The paper talks a little bit about the risk that as a tumor evolves one of these markers might be lost. This is particularly the case here because, unlike many papers, they really aren't worried if the rearrangement is driving the tumor. It's a handy landmark, though you would find driving rearrangements with it too. But, one particular worry is that a given rearrangement might not be in the dominant clone or a clone which treatment selects for survival. So having multiple markers will be a useful protection -- though that will up costs.

But back to irritating: a key value left out of this paper (and unfortunately most such papers) is the amount of input DNA for sequencing. Many of these sorts of protocols start with 5-10 micrograms of DNA, though some mate-pair schemes call for 5 to 10 times that. For some tumor types, that's a kings's ransom -- particularly for recurrent tumors or inoperable ones. Even beyond that, large scale application of this approach will require automating the library construction process end-to-end.
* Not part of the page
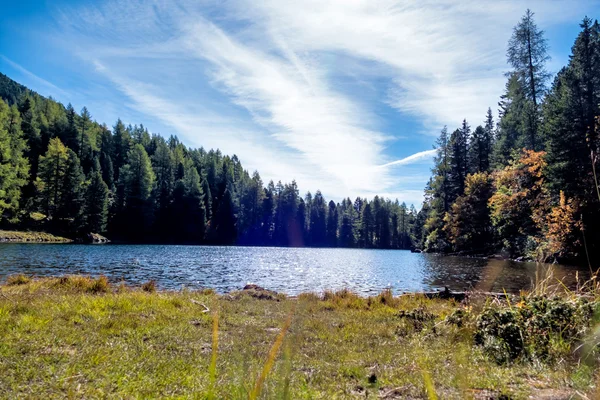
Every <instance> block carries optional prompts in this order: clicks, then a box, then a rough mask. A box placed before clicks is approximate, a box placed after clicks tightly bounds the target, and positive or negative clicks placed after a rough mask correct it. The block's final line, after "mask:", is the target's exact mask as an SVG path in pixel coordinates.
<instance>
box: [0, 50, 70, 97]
mask: <svg viewBox="0 0 600 400" xmlns="http://www.w3.org/2000/svg"><path fill="white" fill-rule="evenodd" d="M0 58H1V59H3V60H4V61H5V62H6V63H7V64H8V65H10V66H11V67H12V68H14V69H16V70H17V71H19V72H21V73H22V74H24V75H25V76H27V77H28V78H29V79H32V80H33V81H35V82H36V83H37V84H40V85H42V86H44V87H45V88H46V89H47V90H48V91H49V93H48V94H49V95H50V96H56V94H57V93H59V94H62V95H66V94H67V93H66V92H65V91H64V90H62V89H61V88H59V87H58V86H56V85H54V84H53V83H51V82H48V81H47V80H45V79H43V78H40V77H39V76H37V75H36V74H34V73H33V72H31V71H29V70H28V69H25V68H24V67H23V66H21V65H19V64H17V63H16V62H14V61H12V60H11V59H9V58H7V57H5V56H3V55H0Z"/></svg>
It's also worth noting that this is an application where absolute speed isn't critical . For generating a marker to be used for long-term following of the tumor, needing two weeks for SOLiD library prep & assembly and another few weeks to develop the PCR assays won't be a major roadblock. But, any sequencing-based approach used to determine treatment strategy needs to turn around results in not much more than 1-2 days. That's a high hurdle, and a wide open spot for fast sequencing technologies such as 454, PacBio, nanopores & Ion Torrent.
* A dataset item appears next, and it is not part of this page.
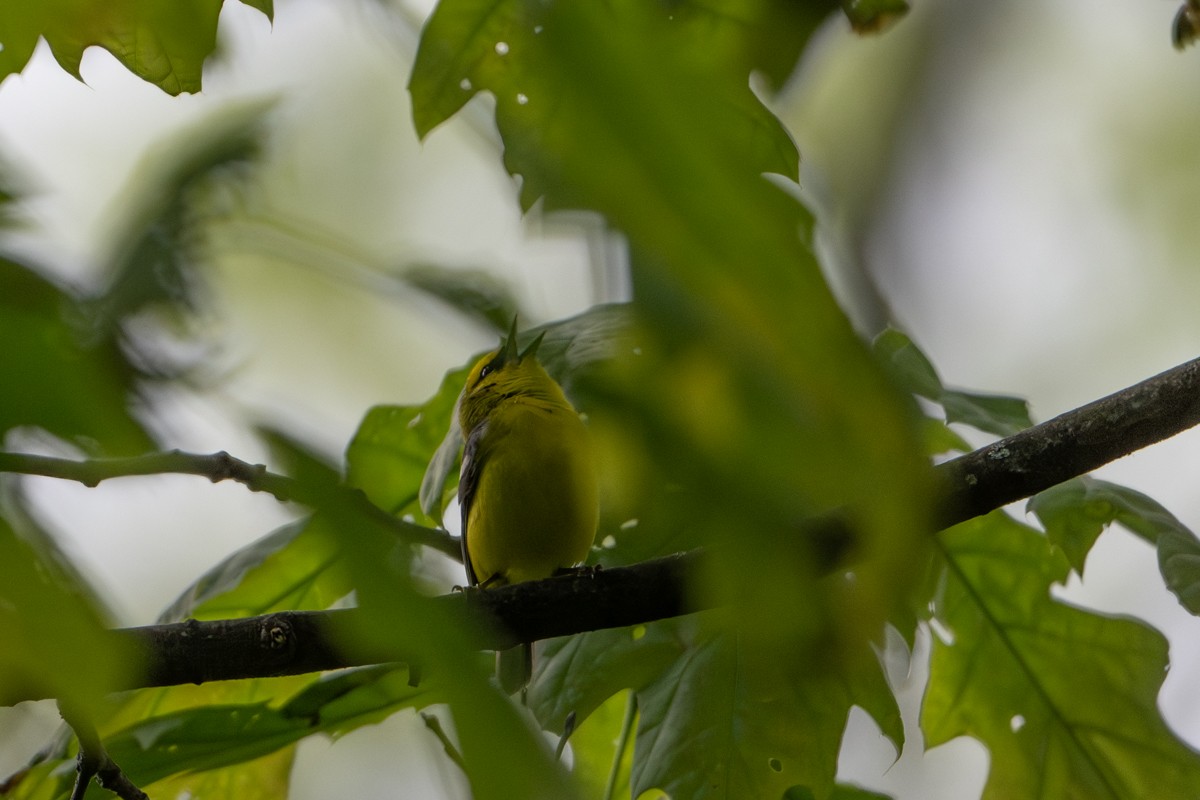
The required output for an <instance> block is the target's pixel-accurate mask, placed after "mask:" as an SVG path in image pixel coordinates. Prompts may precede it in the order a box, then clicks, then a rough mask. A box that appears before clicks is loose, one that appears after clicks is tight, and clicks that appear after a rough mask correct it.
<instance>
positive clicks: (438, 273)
mask: <svg viewBox="0 0 1200 800" xmlns="http://www.w3.org/2000/svg"><path fill="white" fill-rule="evenodd" d="M402 277H403V279H404V282H406V283H408V284H409V285H412V287H414V288H416V289H420V290H421V291H424V293H426V294H428V295H432V296H434V297H437V299H438V300H442V301H444V302H445V303H448V305H449V306H450V307H451V308H456V309H457V311H461V312H462V313H463V314H466V315H467V317H469V318H472V319H476V320H479V321H481V323H484V324H486V325H488V326H490V327H493V329H494V330H496V331H497V332H498V333H508V331H509V325H511V324H512V318H514V317H520V315H521V314H520V308H518V306H517V301H516V297H514V296H512V293H511V291H510V290H509V288H508V285H505V284H504V283H503V282H502V281H500V279H499V278H497V277H496V273H494V272H490V271H486V270H451V269H446V267H443V266H436V265H433V264H425V265H418V266H412V267H408V269H406V270H404V271H403V273H402Z"/></svg>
This is also an approach where someone with a long but noisy sequencing technology should take a hard look. Calling rearrangements with very long reads shouldn't require nearly the level of accuracy as calling point mutations.
Leary, R., Kinde, I., Diehl, F., Schmidt, K., Clouser, C., Duncan, C., Antipova, A., Lee, C., McKernan, K., De La Vega, F., Kinzler, K., Vogelstein, B., Diaz, L., & Velculescu, V. (2010). Development of Personalized Tumor Biomarkers Using Massively Parallel Sequencing Science Translational Medicine, 2 (20), 20-20 DOI: 10.1126/scitranslmed.3000702

1 comment:

Stephen Henderson said...

spot on analysis. Even gene expression diagnosis is rare as it is lengthy and expensive and has to be interpreted by bioinformatics people usually without medical degrees (which is bitterly resented by pathologists).

The point about publishing the input DNA (or RNA) is also a sore point of mine. How the hell do referees let them leave that out? I can contact them and ask or spend several thousand pounds and weeks of work trying it out for myself with precious samples.

If you publish something I should be able to repeat it from the paper!